Few of us slavishly follow trends either in our clothes or in our homes, and individual style is about what we choose to incorporate. Yet it’s true that neither most people’s homes nor their wardrobes look as they did ten years ago, let alone further back. Obviously, it’s both easier and less expensive to buy a few new items of clothing to update your style than it is to give your home a revamp, but we move things along all the time, often really without being aware of it.

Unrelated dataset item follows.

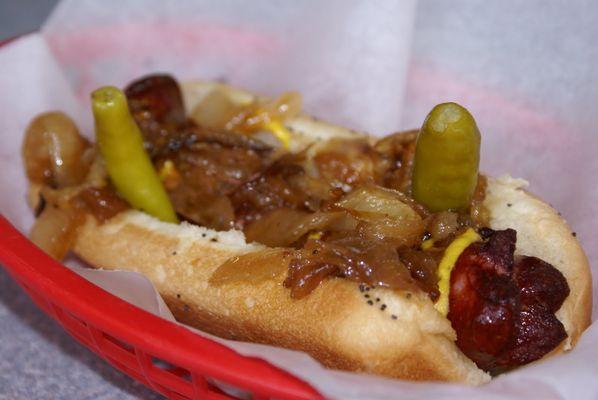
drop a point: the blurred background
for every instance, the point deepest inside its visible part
(528, 71)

Corner sofas and big-screen plasma TVs, kitchen islands and their rows of pendant lamps were rarely found in our homes at the start of this century. Elaborate wallpapers and dusty, dark-coloured paints were hardly in evidence outside stately homes until even more recently. But now, they’re finding their way into our bathrooms and hallways.
Similarly, the high necks and frills of the many prairie-style dresses that we can find in our shops, the popularity of longer hemlines, the large puffed sleeves to be seen everywhere from the Oscars’ red carpet to our mass fashion brands, mirror the nostalgic comfort seeking that’s permeating design in homes and clothes.
When we choose what we wear, we’re telling the world something about ourselves, even if that is that we don’t care much about what we are wearing. When we choose a cushion, a light, a tablecloth, the shape of a sofa, we’re doing similarly. Yes, the choice is based on what we want and need (or think we need), but it’s also about what we want other people to see when they arrive in our homes.
The culture of the times dictates design, whether that be the fad for plastics and op-art inspired monochrome of the sixties, the eastern influence of hippie clothes and decorating fabrics of the seventies, or the high-bling ostentation of the early noughties. My own desire for a set of rush matting dining chairs and a lush hydrangea-print shirt dress play into what many of us are currently looking for in our purchases – sustainability, a connection to the natural world, and soft and nurturing textiles. They may be central to our aesthetics of the moment, but I intend them to remain part of my possessions for many years to come.
Alexandra Shulman is a journalist, consultant and commentator. She was editor-in-chief of British Vogue from 1992-2017. Her book Clothes... and Other Things That Matter is published by Octopus.